I have just returned from a long weekend in Israel. It was rather a long journey for such a short time but it is what it is. My time there was wonderful. I immersed myself in family, in religion, in culture, in language, in food – I bathed in the joy of breathing my country’s air.
Any time a chutznik (diaspora) member of the family comes to Israel, they are always asked “Why don’t you make Aliyah?” Honestly, when you are sitting around the table with your Israeli family members your reasons seem to feel flimsy, paper-thin. You crave this constant feeling of togetherness with your Israeli brothers and sisters, nieces and nephews, family members and friends. Your mind tells you that it IS easy, that making Aliyah is the solution to everything. You start to feel that YOU are the only reason that the family is not together. The Aliyah proselytizing continues with everyone you meet in Israel. Honestly, the majority of people I spend time with when I go are Olim, they have all made that decision to live in Israel. I am not sure if Sabras would be as quick to push Aliyah. But the question I always hear is “What’s stopping you? Come already!”

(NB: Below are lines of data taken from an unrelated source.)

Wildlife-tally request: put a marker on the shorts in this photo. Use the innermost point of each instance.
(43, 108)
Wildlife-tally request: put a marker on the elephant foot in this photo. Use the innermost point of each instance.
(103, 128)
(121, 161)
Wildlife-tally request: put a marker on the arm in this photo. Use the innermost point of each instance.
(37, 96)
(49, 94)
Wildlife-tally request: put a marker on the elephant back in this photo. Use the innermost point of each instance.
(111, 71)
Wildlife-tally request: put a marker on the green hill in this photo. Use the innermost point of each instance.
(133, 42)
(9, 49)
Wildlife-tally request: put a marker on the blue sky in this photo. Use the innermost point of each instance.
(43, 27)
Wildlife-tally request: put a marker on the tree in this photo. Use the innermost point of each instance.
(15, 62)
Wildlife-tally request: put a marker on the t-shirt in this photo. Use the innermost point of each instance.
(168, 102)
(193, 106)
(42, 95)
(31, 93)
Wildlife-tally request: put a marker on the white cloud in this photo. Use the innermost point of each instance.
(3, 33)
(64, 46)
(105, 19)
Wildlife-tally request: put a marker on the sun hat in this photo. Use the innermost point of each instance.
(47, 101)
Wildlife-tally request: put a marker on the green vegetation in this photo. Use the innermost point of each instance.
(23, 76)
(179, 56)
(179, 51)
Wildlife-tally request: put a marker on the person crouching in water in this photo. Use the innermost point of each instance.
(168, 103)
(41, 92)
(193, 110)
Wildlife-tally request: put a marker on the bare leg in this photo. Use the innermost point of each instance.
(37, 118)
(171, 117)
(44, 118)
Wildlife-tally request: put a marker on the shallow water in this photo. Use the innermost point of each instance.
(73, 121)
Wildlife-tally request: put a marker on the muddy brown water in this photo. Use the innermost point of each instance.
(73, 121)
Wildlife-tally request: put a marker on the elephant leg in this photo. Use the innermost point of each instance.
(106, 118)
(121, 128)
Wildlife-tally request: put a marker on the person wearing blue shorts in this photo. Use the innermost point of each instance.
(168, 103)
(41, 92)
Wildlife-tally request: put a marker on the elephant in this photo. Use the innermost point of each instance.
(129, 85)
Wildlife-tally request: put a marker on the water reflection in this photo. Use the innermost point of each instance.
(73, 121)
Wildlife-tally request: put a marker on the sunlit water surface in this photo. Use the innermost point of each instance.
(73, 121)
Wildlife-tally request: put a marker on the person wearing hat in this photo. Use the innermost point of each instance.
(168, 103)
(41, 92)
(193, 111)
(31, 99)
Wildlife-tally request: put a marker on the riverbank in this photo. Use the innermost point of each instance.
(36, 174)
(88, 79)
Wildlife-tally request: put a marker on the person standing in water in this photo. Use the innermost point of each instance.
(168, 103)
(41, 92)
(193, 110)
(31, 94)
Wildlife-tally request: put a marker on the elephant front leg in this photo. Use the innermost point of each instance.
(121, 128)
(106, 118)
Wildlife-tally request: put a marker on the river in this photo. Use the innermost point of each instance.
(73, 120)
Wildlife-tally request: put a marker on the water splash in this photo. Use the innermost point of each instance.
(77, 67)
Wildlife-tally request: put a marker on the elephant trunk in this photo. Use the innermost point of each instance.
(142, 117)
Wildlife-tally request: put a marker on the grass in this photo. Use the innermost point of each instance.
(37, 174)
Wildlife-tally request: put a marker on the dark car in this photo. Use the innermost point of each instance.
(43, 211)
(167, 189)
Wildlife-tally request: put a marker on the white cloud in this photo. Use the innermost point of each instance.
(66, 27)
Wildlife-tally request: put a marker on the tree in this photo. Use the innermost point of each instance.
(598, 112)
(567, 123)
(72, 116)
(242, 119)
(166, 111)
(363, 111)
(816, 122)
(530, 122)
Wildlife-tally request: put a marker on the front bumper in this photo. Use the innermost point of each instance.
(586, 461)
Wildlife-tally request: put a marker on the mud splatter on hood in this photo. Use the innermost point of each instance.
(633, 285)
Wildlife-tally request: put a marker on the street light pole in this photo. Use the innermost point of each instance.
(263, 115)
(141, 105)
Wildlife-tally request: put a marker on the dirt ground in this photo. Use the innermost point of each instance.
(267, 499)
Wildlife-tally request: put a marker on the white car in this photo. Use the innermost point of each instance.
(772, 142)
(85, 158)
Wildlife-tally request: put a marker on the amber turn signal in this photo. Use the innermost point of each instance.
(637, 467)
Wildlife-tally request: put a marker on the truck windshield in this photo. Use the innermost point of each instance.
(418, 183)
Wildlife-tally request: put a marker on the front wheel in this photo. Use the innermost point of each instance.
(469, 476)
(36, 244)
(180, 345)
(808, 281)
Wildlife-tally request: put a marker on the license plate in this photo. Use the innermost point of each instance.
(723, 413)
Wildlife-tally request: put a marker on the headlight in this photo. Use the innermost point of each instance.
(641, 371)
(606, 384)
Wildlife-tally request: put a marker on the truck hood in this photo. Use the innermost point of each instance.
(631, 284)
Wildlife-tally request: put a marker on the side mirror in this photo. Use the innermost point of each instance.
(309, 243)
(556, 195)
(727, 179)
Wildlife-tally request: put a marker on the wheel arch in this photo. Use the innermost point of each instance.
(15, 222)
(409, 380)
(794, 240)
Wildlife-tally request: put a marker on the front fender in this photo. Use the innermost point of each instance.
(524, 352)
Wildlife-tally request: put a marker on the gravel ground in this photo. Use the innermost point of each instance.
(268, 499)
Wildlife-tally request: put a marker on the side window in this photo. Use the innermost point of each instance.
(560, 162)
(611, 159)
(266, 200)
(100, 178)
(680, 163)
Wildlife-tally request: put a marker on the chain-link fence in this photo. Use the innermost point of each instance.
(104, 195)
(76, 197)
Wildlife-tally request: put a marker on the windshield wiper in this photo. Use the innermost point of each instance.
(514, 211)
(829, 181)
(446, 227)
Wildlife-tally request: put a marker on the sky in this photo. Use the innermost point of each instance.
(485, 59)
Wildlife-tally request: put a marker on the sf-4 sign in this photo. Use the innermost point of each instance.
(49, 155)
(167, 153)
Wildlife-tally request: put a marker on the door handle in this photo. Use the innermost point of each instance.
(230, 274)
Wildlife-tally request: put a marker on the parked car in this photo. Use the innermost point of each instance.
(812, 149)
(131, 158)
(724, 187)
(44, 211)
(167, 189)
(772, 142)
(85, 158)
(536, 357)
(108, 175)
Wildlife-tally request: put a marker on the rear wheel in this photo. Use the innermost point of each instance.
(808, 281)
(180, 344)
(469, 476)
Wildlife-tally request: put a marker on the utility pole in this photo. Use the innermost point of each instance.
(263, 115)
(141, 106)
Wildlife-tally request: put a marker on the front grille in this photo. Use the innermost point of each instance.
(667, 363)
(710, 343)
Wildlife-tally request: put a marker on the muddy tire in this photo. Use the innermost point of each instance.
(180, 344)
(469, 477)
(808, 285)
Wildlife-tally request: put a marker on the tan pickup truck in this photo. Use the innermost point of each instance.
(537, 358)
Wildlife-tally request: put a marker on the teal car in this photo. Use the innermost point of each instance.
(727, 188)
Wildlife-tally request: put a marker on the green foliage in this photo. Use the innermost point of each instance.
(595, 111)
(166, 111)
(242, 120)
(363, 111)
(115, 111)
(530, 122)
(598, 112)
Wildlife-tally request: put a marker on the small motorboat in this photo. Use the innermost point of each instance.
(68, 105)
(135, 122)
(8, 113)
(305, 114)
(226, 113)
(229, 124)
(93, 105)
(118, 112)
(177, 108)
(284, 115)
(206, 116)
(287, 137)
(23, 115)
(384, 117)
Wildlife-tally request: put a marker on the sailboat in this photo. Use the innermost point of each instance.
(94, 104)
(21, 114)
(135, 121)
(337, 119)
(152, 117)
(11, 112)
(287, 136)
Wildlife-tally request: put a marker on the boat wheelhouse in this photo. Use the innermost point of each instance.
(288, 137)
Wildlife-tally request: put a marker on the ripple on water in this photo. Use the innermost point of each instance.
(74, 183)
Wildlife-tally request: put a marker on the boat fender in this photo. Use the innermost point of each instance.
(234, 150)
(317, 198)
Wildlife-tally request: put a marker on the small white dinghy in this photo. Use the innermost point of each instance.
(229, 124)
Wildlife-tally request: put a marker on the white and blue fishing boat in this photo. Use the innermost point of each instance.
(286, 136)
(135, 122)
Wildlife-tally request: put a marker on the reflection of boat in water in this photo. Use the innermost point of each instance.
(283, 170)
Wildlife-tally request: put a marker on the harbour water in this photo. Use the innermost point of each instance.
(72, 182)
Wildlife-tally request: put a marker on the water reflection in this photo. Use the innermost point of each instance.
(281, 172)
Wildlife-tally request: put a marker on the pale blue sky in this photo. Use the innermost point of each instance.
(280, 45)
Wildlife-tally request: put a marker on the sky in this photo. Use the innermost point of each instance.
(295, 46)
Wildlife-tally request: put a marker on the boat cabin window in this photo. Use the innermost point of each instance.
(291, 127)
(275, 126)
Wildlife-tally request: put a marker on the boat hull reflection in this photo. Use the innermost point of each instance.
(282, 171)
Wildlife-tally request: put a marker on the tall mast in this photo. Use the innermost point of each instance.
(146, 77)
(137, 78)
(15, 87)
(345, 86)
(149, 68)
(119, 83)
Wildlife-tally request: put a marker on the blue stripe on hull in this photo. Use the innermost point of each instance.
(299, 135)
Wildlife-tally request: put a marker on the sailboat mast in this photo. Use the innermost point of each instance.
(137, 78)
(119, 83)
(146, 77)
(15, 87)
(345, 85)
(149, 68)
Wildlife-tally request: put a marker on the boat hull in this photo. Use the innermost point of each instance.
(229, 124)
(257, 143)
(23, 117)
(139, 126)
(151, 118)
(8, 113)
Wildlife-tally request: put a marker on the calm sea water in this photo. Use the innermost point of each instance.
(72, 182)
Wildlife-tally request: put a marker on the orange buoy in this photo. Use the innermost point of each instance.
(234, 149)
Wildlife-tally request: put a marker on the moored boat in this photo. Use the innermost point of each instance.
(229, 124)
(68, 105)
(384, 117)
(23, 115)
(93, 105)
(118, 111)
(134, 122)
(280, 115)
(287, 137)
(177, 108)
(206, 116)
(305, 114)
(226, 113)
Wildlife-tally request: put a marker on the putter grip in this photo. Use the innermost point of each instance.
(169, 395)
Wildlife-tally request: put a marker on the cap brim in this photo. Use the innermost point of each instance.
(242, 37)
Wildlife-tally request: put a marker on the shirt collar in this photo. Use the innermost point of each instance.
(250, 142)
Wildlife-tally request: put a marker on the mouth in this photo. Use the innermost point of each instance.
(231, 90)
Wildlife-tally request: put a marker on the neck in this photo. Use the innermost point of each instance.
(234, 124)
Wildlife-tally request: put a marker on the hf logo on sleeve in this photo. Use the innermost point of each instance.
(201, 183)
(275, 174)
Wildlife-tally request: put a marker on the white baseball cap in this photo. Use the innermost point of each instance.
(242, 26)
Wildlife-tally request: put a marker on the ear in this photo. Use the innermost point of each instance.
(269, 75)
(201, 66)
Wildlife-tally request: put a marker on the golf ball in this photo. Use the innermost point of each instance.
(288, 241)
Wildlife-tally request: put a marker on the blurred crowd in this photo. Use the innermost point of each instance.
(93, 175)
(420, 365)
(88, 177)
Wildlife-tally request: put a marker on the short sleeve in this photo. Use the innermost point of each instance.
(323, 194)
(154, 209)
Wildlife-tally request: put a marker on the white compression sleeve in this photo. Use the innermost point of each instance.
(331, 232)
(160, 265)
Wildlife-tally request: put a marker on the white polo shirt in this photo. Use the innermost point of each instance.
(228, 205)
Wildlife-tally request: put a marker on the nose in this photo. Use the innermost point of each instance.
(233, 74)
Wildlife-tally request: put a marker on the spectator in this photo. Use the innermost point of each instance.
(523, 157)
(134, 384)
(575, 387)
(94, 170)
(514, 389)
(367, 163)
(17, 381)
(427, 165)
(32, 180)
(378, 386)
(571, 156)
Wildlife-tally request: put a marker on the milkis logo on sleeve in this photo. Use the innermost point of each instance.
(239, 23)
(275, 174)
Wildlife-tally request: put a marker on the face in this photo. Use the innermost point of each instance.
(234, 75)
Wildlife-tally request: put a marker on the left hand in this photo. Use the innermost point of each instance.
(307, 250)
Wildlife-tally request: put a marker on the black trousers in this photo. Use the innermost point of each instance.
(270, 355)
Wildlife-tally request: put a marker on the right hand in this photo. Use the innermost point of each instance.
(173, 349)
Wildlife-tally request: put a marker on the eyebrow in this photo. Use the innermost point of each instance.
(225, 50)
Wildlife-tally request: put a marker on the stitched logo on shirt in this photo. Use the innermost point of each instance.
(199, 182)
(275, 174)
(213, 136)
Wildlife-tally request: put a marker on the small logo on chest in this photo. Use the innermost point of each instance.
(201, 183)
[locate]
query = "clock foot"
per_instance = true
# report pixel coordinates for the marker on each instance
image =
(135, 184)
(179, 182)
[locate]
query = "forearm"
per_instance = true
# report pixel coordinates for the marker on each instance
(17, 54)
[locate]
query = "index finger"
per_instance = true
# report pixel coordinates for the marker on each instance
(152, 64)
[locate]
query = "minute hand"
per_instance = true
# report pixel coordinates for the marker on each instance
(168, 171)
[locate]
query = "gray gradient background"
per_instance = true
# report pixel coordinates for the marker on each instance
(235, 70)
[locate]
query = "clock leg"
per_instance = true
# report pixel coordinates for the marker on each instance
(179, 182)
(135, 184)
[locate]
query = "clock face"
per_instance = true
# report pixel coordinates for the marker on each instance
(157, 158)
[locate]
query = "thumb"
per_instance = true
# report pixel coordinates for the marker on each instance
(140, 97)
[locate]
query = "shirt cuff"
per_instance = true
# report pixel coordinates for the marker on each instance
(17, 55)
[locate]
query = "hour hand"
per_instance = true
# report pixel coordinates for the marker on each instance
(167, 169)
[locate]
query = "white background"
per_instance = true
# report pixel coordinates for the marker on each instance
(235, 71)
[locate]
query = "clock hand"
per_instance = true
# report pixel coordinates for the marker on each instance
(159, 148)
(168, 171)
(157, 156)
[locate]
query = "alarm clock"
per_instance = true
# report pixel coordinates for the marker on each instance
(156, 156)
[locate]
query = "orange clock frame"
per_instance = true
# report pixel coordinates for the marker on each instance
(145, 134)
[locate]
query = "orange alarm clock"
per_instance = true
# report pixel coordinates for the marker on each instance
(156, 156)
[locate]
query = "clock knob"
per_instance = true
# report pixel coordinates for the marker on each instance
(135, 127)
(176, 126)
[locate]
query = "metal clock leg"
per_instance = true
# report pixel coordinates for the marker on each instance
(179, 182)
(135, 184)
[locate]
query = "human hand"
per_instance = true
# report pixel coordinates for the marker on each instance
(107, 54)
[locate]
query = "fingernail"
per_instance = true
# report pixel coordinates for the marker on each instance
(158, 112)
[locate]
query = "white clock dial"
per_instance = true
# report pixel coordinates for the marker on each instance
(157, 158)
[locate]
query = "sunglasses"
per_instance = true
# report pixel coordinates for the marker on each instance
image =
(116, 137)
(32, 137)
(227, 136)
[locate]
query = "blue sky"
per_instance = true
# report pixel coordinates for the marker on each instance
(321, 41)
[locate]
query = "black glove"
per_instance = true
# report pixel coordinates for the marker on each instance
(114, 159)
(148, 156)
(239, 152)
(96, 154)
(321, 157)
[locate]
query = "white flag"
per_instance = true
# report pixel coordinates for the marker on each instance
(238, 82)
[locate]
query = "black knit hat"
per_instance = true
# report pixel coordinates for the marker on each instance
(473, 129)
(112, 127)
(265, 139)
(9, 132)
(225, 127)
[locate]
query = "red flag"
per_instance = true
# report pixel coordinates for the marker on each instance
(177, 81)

It isn’t that simple. In the hard light of day making Aliyah when your children are teenagers and settled in school, when you have a job you love, when there are custody agreements in place – it is not easy. Some of the reasons are good ones, some are excuses, but at the end of the day Aliyah has to make sense in every way. Yes, I should’ve made Aliyah at 18 like my son is. I didn’t, and life became complicated.
I have several friends who have made Aliyah full of excitement, feeling that they have weighed up the pros and the cons, and it is the right answer for them. Within a year or two they were back here, having met with all kinds of issues they could not possibly foresee, their hopes and dreams dashed into a myriad of pieces at their feet.
WHEN we make aliyah, it will be for good. When we finally join the children there (because, let’s face it, as things stand now they will all probably make Aliyah before us) it will be permanent. My heart yearns to be there. As that flight landed last week in Ben Gurion airport the tears flowed, and a sense of peace that I don’t feel anywhere else descended upon me. I want to be in Israel so much that it hurts. But I need to be here in the US right now. I need to make my peace with that.